Once the beneficiary of the policy submits the claim form along with the crucial documents, the insurance company verifies the claim form. After confirming the form thoroughly, the insurance company processes the claim and transfers the assured sum amount to the beneficiary's account.
Tax benefits for SBI life term plans are available based on the paid premium and the claim amount received. The payable premiums become tax exempted under Section 80C of the 1961 Income Tax Act. The claim that is collected is also tax-exempt under Section 10 (10D) of the Income Tax Act.
There are certain basic and fundamental factors that must be considered while buying any Insurance policy scheme. Some of these factors that prove the vital necessity of buying a life insurance policy are mentioned below.
SBI Life offers a few online specific plans, namely SBI Life eShield, and SBI Life smart shield, which are exclusively available online. These are exceptionally user-friendly as the prospective customer needs only to log onto the official company website or any aggregator website which features these plans. Go to the Options section, choose any of the available SBI Life Insurance plans, then select the required coverage, and provide the necessary details in the specified fields. Based on the details that you have filled in, the requisite premium is then determined automatically. The payment of the premium can also be made online via either a credit card, or a debit card, or the facility Internet banking. These actions are subject to approval, and the chosen SBI policy is issued later.
SBI term insurance plans that cannot be purchased online are available from agents, banks, brokers, etc. These intermediaries help prospective buyers with their application process and subsequent approval.

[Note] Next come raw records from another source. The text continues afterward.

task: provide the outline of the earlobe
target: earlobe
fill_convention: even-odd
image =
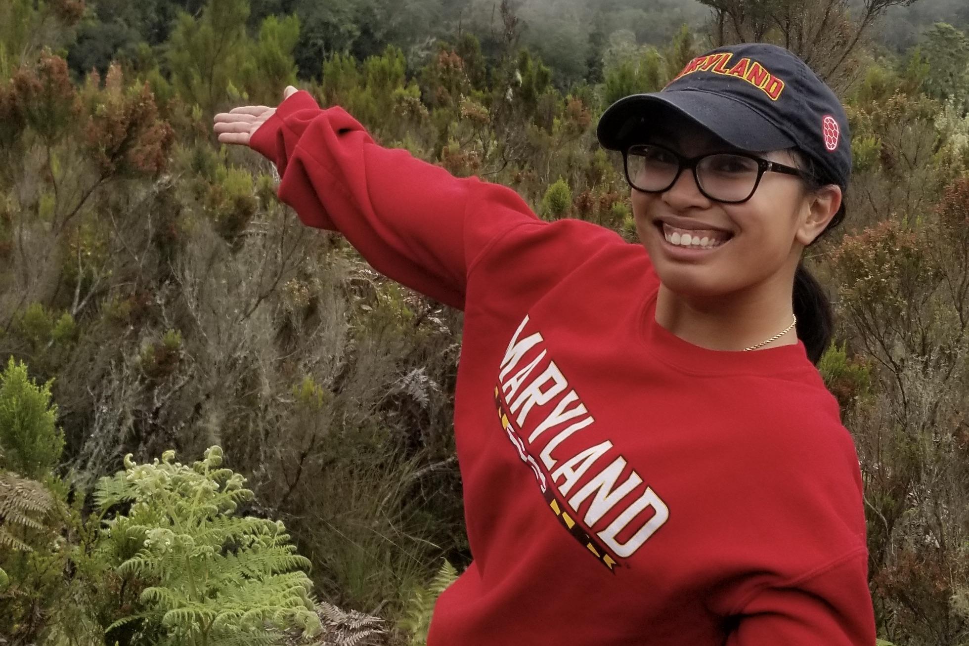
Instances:
[[[797,240],[805,247],[814,242],[841,207],[841,188],[828,184],[808,198],[804,219],[797,228]]]

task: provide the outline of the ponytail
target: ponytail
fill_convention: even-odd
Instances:
[[[797,317],[797,338],[811,363],[817,365],[831,342],[834,318],[828,294],[803,262],[797,263],[794,274],[794,314]]]
[[[792,149],[792,153],[797,166],[804,171],[803,178],[808,190],[817,190],[826,184],[837,183],[826,176],[810,155],[797,148]],[[842,187],[842,198],[846,188]],[[837,213],[828,223],[825,231],[821,231],[808,246],[841,224],[844,217],[845,203],[842,199]],[[828,293],[804,266],[803,261],[797,262],[797,268],[794,273],[794,314],[797,317],[797,338],[804,344],[807,358],[811,359],[811,363],[818,365],[821,355],[831,343],[831,336],[834,334],[834,316],[831,313],[831,303],[828,300]]]

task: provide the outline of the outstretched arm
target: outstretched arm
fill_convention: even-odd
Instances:
[[[375,269],[453,307],[493,240],[541,223],[511,189],[377,145],[342,108],[321,109],[296,88],[278,108],[217,115],[215,131],[276,165],[279,197],[304,224],[340,231]]]

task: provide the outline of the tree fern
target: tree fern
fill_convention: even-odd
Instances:
[[[53,508],[53,497],[43,484],[0,472],[0,550],[30,551],[23,533],[46,531],[44,521]]]
[[[430,584],[417,588],[411,595],[406,614],[399,622],[400,628],[411,634],[410,646],[423,646],[427,642],[427,629],[437,598],[455,580],[457,569],[445,559]]]
[[[284,642],[287,646],[378,646],[387,643],[385,623],[379,617],[357,610],[341,610],[327,601],[320,601],[316,612],[325,628],[323,633],[312,639],[290,634]]]
[[[258,646],[272,643],[271,629],[319,631],[309,561],[296,554],[282,522],[235,515],[252,492],[221,463],[218,446],[192,466],[175,462],[174,451],[152,464],[128,455],[124,472],[99,481],[102,510],[131,504],[106,521],[104,541],[116,553],[122,543],[140,543],[118,568],[150,583],[139,618],[160,625],[171,644]]]

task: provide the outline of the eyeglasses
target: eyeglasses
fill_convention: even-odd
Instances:
[[[754,196],[767,170],[802,177],[797,169],[741,152],[684,157],[661,145],[636,144],[622,151],[626,181],[637,191],[669,191],[683,169],[693,169],[700,192],[714,201],[738,204]]]

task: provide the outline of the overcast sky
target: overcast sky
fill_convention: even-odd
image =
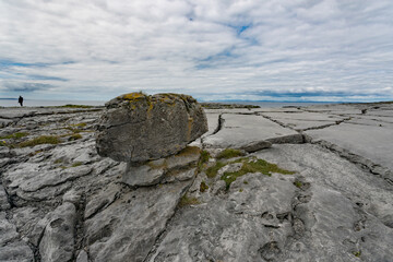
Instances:
[[[392,100],[392,0],[0,0],[0,97]]]

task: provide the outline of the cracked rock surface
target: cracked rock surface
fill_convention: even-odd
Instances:
[[[138,170],[97,154],[102,112],[0,109],[0,261],[392,261],[392,104],[206,109]]]

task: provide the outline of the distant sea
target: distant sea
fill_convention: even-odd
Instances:
[[[240,105],[253,105],[262,108],[267,107],[299,107],[299,106],[312,106],[312,105],[329,105],[334,104],[333,102],[253,102],[253,100],[219,100],[209,103],[223,103],[223,104],[240,104]]]
[[[106,102],[100,100],[35,100],[24,99],[23,106],[40,107],[40,106],[64,106],[64,105],[86,105],[86,106],[104,106]],[[17,99],[0,99],[1,107],[20,107]]]
[[[104,106],[104,100],[35,100],[24,99],[23,106],[26,107],[40,107],[40,106],[64,106],[64,105],[87,105],[87,106]],[[223,103],[223,104],[242,104],[254,105],[260,107],[284,107],[284,106],[311,106],[311,105],[326,105],[332,103],[319,102],[252,102],[252,100],[219,100],[209,103]],[[19,107],[17,99],[0,98],[0,107]]]

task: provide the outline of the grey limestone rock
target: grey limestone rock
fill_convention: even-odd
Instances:
[[[90,258],[144,261],[190,181],[139,188],[85,221]]]
[[[269,143],[302,143],[301,134],[262,116],[224,114],[221,118],[224,123],[218,132],[203,139],[206,147],[245,148],[251,152],[258,147],[269,147]]]
[[[3,186],[0,184],[0,211],[10,209],[10,203],[8,201],[8,195]]]
[[[163,158],[207,131],[202,107],[191,96],[131,93],[111,99],[100,118],[96,147],[119,162]]]
[[[56,209],[39,242],[41,261],[71,261],[74,253],[75,206],[66,202]]]
[[[193,177],[194,170],[189,171],[188,167],[192,167],[200,158],[200,148],[195,146],[187,146],[178,154],[160,158],[157,160],[151,160],[142,165],[129,163],[126,172],[122,176],[124,183],[129,186],[152,186],[163,180],[165,176],[166,182],[175,180],[186,180]],[[182,169],[175,176],[174,170]],[[176,179],[177,178],[177,179]]]

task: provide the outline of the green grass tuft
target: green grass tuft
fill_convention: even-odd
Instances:
[[[71,136],[69,138],[69,141],[74,141],[74,140],[79,140],[82,139],[82,135],[80,133],[74,133],[71,134]]]
[[[223,162],[217,162],[214,166],[206,169],[206,176],[209,178],[214,178],[215,176],[217,176],[217,171],[219,170],[219,168],[222,168],[226,164]]]
[[[74,164],[72,164],[71,167],[79,167],[82,166],[82,162],[75,162]]]
[[[27,147],[27,146],[35,146],[39,144],[59,144],[61,141],[58,136],[55,135],[41,135],[35,138],[33,140],[28,140],[22,143],[19,143],[19,147]]]
[[[296,181],[294,182],[294,184],[295,184],[295,187],[297,187],[297,188],[301,188],[301,187],[302,187],[302,182],[300,182],[299,180],[296,180]]]
[[[61,158],[56,159],[56,160],[53,162],[53,164],[60,164],[60,163],[62,163],[62,159],[61,159]]]
[[[239,150],[234,150],[234,148],[226,148],[224,151],[222,151],[218,155],[217,155],[217,159],[228,159],[228,158],[234,158],[234,157],[238,157],[238,156],[243,156],[245,154],[239,151]]]
[[[242,167],[240,168],[240,170],[235,172],[224,172],[224,175],[221,177],[221,179],[225,181],[227,190],[238,177],[241,177],[248,172],[262,172],[263,175],[266,176],[272,176],[272,172],[279,172],[283,175],[295,174],[294,171],[282,169],[277,165],[271,164],[263,159],[242,158],[241,162],[242,162]]]
[[[201,157],[198,162],[198,169],[201,171],[205,166],[209,159],[211,158],[211,155],[207,151],[201,151]]]

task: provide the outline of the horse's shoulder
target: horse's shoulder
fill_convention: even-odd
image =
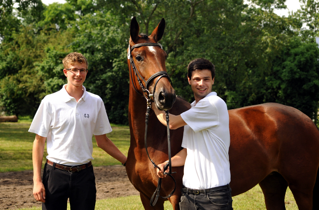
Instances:
[[[190,109],[190,104],[180,97],[176,97],[176,101],[169,112],[175,115],[179,115],[182,113]]]

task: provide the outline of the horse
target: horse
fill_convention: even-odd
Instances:
[[[174,115],[190,108],[189,103],[176,97],[167,75],[157,74],[166,71],[167,54],[158,43],[164,28],[162,18],[150,35],[139,34],[139,24],[133,17],[128,49],[131,142],[126,171],[146,210],[162,210],[167,200],[160,198],[155,206],[150,205],[158,177],[145,147],[145,113],[149,98],[153,98],[152,106],[169,110]],[[133,72],[134,68],[137,73]],[[167,129],[151,109],[147,149],[151,158],[159,164],[168,157]],[[277,103],[230,110],[229,115],[232,195],[244,193],[259,184],[267,210],[285,210],[289,186],[299,209],[311,210],[313,205],[314,209],[318,209],[319,131],[313,122],[297,109]],[[183,132],[183,127],[170,132],[172,156],[182,149]],[[176,172],[172,174],[176,181],[176,191],[168,200],[174,210],[179,209],[183,170],[182,167],[171,169]],[[161,195],[168,195],[174,185],[171,179],[164,178]]]

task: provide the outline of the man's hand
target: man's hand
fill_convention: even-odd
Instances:
[[[158,176],[160,178],[164,178],[166,177],[166,175],[164,174],[164,167],[167,164],[167,162],[164,162],[163,163],[161,163],[160,164],[158,165],[158,166],[160,169],[160,171],[157,168],[156,168],[156,172],[157,173]],[[169,167],[167,167],[167,169],[165,171],[165,172],[168,172],[169,169]]]
[[[45,203],[45,189],[42,182],[33,182],[33,196],[37,201]]]

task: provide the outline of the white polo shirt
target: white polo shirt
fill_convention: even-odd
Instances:
[[[212,92],[180,116],[184,126],[182,147],[187,155],[183,184],[207,189],[230,182],[228,150],[229,117],[225,102]]]
[[[93,135],[110,133],[112,128],[100,96],[83,86],[83,94],[77,102],[66,85],[43,98],[29,132],[46,137],[48,160],[76,166],[93,159]]]

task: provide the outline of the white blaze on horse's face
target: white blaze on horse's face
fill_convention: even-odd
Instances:
[[[154,46],[148,46],[148,48],[149,48],[149,50],[152,52],[156,52],[155,50],[155,47]]]

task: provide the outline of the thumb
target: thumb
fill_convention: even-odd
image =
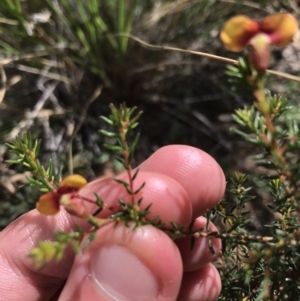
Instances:
[[[78,254],[59,300],[176,300],[182,261],[173,241],[152,226],[97,231]]]

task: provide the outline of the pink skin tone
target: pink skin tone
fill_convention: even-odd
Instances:
[[[219,165],[190,146],[163,147],[139,169],[136,187],[146,182],[140,193],[143,206],[153,203],[152,215],[159,214],[165,222],[188,226],[197,218],[195,227],[204,227],[206,220],[200,216],[224,194],[225,178]],[[126,199],[124,189],[108,178],[91,182],[80,194],[89,197],[94,192],[111,206],[118,197]],[[210,263],[214,256],[208,240],[197,239],[190,250],[188,239],[174,242],[153,226],[132,231],[121,224],[116,228],[108,224],[97,231],[85,252],[75,257],[68,250],[59,263],[35,270],[28,250],[37,241],[51,240],[55,230],[70,231],[75,222],[78,220],[64,210],[56,216],[32,210],[0,233],[0,301],[217,299],[221,282]],[[218,253],[220,240],[214,239],[213,246]]]

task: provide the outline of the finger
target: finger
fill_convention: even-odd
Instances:
[[[221,279],[212,264],[184,273],[177,301],[214,301],[221,292]]]
[[[193,229],[205,229],[206,218],[199,217],[195,220]],[[210,231],[218,231],[218,229],[210,223]],[[219,238],[199,237],[195,238],[193,246],[191,246],[191,238],[184,237],[175,241],[180,250],[184,271],[199,270],[204,265],[212,262],[221,249],[221,240]],[[212,253],[211,248],[214,253]]]
[[[127,174],[118,176],[118,179],[129,181]],[[145,210],[149,205],[149,214],[146,218],[151,220],[158,217],[167,224],[175,222],[178,225],[187,226],[192,218],[192,206],[188,194],[183,186],[173,178],[154,172],[139,172],[134,181],[134,189],[141,185],[145,187],[139,193],[134,195],[134,202],[142,199],[140,208]],[[126,203],[132,203],[131,196],[125,187],[112,178],[99,179],[85,186],[80,194],[85,197],[95,199],[95,192],[103,199],[106,209],[102,210],[99,217],[107,217],[113,211],[120,211],[118,200]],[[96,211],[97,207],[93,204],[87,204],[89,211]],[[112,209],[113,208],[113,209]]]
[[[180,183],[192,202],[194,218],[215,206],[225,191],[225,177],[218,163],[207,153],[191,146],[162,147],[139,169],[163,173]]]
[[[174,301],[181,277],[179,251],[166,234],[107,225],[76,257],[59,300]]]
[[[140,173],[137,184],[143,181],[147,184],[140,196],[145,201],[142,202],[143,206],[153,203],[153,217],[160,214],[166,221],[174,221],[180,225],[189,224],[191,204],[179,183],[168,176],[148,172]],[[81,194],[95,198],[95,192],[108,204],[116,204],[118,198],[125,199],[128,196],[124,187],[111,179],[92,182]],[[76,221],[77,223],[79,222]],[[38,241],[54,240],[53,233],[56,230],[70,232],[72,229],[73,220],[64,210],[54,217],[44,216],[33,210],[1,232],[0,273],[5,273],[6,277],[0,279],[0,292],[3,291],[0,300],[2,296],[5,301],[18,298],[22,301],[38,300],[38,296],[43,296],[43,300],[50,298],[67,278],[74,255],[70,250],[59,263],[51,262],[43,270],[36,271],[28,259],[28,252]],[[26,288],[26,296],[10,297],[16,287],[21,290]]]

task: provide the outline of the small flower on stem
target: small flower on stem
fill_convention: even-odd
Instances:
[[[270,63],[270,45],[288,45],[298,29],[297,20],[287,13],[278,13],[256,21],[244,15],[229,19],[222,31],[225,47],[238,52],[249,47],[249,60],[262,74]]]
[[[56,190],[43,194],[40,197],[36,204],[36,209],[46,215],[55,215],[59,212],[60,200],[66,200],[63,196],[77,192],[86,184],[86,179],[80,175],[68,176],[60,182]],[[71,200],[71,197],[69,200]]]

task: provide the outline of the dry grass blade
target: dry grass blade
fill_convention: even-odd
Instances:
[[[215,54],[210,54],[210,53],[207,53],[207,52],[188,50],[188,49],[182,49],[182,48],[170,47],[170,46],[153,45],[153,44],[149,44],[149,43],[143,41],[142,39],[140,39],[138,37],[135,37],[135,36],[132,36],[132,35],[127,35],[127,34],[120,34],[120,35],[127,36],[131,40],[136,41],[139,44],[141,44],[142,46],[147,47],[149,49],[188,53],[188,54],[198,55],[198,56],[206,57],[206,58],[209,58],[209,59],[218,60],[218,61],[221,61],[221,62],[224,62],[224,63],[235,64],[235,65],[238,63],[237,60],[229,59],[229,58],[219,56],[219,55],[215,55]],[[280,71],[275,71],[275,70],[270,70],[270,69],[267,69],[267,72],[269,74],[273,74],[273,75],[276,75],[276,76],[279,76],[279,77],[284,77],[286,79],[290,79],[290,80],[293,80],[293,81],[296,81],[296,82],[300,82],[300,77],[296,76],[296,75],[291,75],[291,74],[288,74],[288,73],[285,73],[285,72],[280,72]]]

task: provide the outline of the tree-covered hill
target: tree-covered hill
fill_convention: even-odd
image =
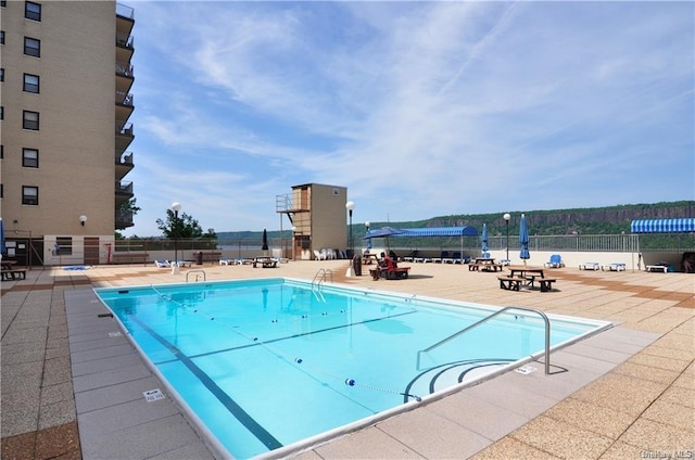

Renewal of any SBI Life Insurance policy can be carried out by the following models, which are:
Through sending toll-free SMS with specific codes
Through the personnel present at SBI Branches
For the online renewal process, the policyholder has to login to his or her account on the official webpage, then click upon the 'Renew Policy' tab and proceed with the payment of requisite premium.
This Premium Payment option is present right on the Home Page; submit the specific Policy Number, registered Email ID, and Date of Birth. The digital payment acknowledgment slip is accessible from the ID.
If the policyholder chooses to opt for the case of Advance Premium Payment, the renewal receipt will be generated only after allocation/adjustment upon the due date of the premium is made.
Alternatively, the policyholders can choose to renew their policy processing by using the SBI ATM kiosks and selecting the specific option for the renewal process.
The following documents are essential and should be kept at hand while purchasing any SBI term plan:
Proof of Address: rental agreement, Aadhaar card, passport, etc.
Proof of Age: matriculation certificate, birth certificate, aadhaar card, etc.